Na última terça-feira, 25 de novembro, o Catraca Livre conferiu a formação do grupo de 26 homens que respondem à justiça por algum tipo de acusação. Agora, inicia-se uma nova etapa, onde os participantes, autores de violência contra a mulher com inquéritos ou processos em curso (selecionados pelo Ministério Público e Judiciário), terão acompanhamento por mais seis meses para avaliar a efetividade dos encontros.

“Estava passando por uma fase muito difícil na minha vida e o programa me ajudou a tentar corrigir, repensar as atitudes. Mudar meu comportamento, ser uma nova pessoa e ter a chance de recomeçar ao lado de uma nova companheira. Saber educar meus filhos.  Todos os erros que cometi tiveram a ver com falta de preparo, histórico de violência na infância, na família; hoje quero mudar tudo isso”. – Dias

“Você aprende a enxergar a fragilidade da mulher, interpretá-la melhor e analisar com mais cautela. Tudo isso vai ser fundamental para servir de aprendizado pro meu comportamento. Antes eu era muito impulsivo, minha defesa era o ataque. Hoje minha arma é diálogo, a compreensão. Quero ser multiplicador de tudo que aqui aprendi”. – Valentim. 

“Não estou aqui para dizer quem é certo ou errado, o importante é se conscientizar. Esse período me fez pensar. A vida é curta, a gente precisa levar dela, aproveitar a oportunidade de recomeçar. Não somos bandidos, temos uma vida inteira pela frente. Para quem tem filhos também é uma chance de se desculpar, se reparar com a família para que isso jamais se repita. Que se tenha mais respeito pelas mulheres, principalmente”. – Fonseca. 

Veja como denunciar a violência doméstica

No Brasil há um número específico para receber esse tipo de denúncia,180, a Central de Atendimento à Mulher. O serviço funciona 24 horas por dia, todos os dias do ano e a ligação é gratuita. Há atendentes capacitados em questões de gênero, políticas públicas para as mulheres, nas orientações sobre o enfrentamento à violência e, principalmente, na forma de receber a denúncia e acolher as mulheres.

O Conselho Nacional de Justiça do Brasil recomenda ainda que as mulheres que sofram algum tipo de violência procurem uma delegacia, de preferência as Delegacias Especializadas de Atendimento à Mulher (DEAM), também chamadas de Delegacias da Mulher. Há também os serviços que funcionam em hospitais e universidades e que oferecem atendimento médico, assistência psicossocial e orientação jurídica.
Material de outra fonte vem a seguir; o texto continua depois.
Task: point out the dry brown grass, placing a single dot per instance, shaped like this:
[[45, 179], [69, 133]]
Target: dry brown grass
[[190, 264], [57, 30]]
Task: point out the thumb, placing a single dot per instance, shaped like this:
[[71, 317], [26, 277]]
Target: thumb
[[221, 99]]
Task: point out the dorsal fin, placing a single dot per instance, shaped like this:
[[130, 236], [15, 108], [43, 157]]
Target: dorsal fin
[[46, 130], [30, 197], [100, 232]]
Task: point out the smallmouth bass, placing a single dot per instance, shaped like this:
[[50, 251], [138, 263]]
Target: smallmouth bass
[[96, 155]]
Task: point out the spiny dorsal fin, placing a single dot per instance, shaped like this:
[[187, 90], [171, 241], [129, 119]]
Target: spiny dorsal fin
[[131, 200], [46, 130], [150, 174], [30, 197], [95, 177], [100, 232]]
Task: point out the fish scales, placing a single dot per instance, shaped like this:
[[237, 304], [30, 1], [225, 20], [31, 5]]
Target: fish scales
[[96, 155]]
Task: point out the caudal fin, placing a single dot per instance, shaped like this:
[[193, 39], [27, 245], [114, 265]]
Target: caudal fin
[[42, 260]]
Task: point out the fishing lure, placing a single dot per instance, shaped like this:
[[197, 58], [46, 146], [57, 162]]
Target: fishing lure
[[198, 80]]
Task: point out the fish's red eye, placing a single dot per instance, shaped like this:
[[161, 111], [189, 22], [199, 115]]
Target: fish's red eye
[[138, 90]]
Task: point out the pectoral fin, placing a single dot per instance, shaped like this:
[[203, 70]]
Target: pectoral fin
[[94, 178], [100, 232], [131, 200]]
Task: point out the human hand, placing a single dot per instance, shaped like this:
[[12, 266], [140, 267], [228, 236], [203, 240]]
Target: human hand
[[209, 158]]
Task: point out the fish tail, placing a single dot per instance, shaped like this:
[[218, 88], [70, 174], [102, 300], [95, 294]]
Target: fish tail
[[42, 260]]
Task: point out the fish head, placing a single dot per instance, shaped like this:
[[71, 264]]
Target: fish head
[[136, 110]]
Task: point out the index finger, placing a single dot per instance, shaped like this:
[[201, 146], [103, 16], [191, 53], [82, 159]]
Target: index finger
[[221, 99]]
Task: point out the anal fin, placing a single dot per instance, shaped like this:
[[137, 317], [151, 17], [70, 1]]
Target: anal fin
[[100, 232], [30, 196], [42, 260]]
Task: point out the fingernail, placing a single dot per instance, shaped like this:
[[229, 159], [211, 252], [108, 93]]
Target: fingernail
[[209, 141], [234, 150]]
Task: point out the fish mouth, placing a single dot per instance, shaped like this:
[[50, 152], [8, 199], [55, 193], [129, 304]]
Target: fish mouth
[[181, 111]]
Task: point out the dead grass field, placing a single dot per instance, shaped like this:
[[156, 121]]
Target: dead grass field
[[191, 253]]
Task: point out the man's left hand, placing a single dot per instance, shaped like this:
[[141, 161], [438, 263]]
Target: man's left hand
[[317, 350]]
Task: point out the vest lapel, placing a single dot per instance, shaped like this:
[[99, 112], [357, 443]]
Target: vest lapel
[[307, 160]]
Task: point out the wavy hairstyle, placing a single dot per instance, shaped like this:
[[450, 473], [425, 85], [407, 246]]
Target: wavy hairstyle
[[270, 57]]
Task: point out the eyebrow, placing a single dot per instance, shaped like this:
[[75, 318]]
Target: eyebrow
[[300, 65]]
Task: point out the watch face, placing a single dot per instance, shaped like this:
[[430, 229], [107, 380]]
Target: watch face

A mulher que sofreu violência pode ainda procurar ajuda nas Defensorias Públicas e Juizados de Violência Doméstica e Familiar contra a Mulher, nos Conselhos Estaduais dos Direitos das Mulheres e nos centros de referência de atendimento a mulheres.

Se for registrar a ocorrência na delegacia, é importante contar tudo em detalhes e levar testemunhas, se houver, ou indicar o nome e endereço delas. Se a mulher achar que a sua vida ou a de seus familiares (filhos, pais etc.) está em risco, ela pode também procurar ajuda em serviços que mantêm casas-abrigo, que são moradias em local secreto onde a mulher e os filhos podem ficar afastados do agressor.